Sample a tensor of probability distributions

I want to sample a tensor of probability distributions with shape (N, C, H, W), where dimension 1 (size C) contains normalized probability distributions with ‘C’ possibilities. Is there a way to efficiently sample all the distributions in the tensor in parallel?
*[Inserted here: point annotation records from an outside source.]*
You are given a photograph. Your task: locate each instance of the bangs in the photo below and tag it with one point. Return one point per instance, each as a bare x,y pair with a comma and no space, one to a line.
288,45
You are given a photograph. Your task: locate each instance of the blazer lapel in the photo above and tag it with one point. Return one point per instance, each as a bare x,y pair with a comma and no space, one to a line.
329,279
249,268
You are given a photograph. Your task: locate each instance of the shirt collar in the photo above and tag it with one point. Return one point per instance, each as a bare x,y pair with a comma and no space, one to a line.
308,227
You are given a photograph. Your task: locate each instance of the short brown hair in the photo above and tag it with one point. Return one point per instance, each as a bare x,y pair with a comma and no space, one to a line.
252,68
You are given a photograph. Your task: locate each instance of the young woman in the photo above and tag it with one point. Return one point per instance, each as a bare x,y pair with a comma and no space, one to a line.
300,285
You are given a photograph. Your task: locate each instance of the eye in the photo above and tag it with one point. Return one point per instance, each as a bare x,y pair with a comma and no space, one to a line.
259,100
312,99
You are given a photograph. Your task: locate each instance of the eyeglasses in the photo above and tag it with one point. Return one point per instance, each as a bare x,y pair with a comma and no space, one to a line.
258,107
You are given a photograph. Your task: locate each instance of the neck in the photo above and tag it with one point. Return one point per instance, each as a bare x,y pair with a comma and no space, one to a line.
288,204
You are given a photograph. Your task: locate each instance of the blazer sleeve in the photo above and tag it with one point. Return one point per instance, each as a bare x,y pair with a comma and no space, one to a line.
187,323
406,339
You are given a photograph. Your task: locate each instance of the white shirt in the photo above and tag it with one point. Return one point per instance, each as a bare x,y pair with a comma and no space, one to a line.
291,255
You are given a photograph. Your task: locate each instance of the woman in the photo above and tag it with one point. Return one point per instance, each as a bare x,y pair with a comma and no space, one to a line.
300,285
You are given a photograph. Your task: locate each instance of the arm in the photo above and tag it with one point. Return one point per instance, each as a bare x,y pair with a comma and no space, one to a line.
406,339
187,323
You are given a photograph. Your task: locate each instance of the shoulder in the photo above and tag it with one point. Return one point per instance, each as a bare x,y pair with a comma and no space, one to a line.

I just need to sample each distribution once, so the result could either be a one-hot tensor with the same shape or a tensor of indices with shape (N, 1, H, W).

Hi Learned!

Yes, you can use torch.distributions.Categorical, provided you
adjust your distributions tensor so that its last dimension is the distribution
dimension.

Here is an example script:

import torch
print (torch.__version__)

_ = torch.random.manual_seed (2021)

N = 2
C = 3
H = 5
W = 7

probs = torch.randn (N, C, H, W).softmax (1)
print ('probs = ...')
print (probs)
print ('probs.sum (1) = ...')
print (probs.sum (1))

sample = torch.distributions.Categorical (probs = probs.transpose (1, -1)).sample().transpose (-1, -2).unsqueeze (1)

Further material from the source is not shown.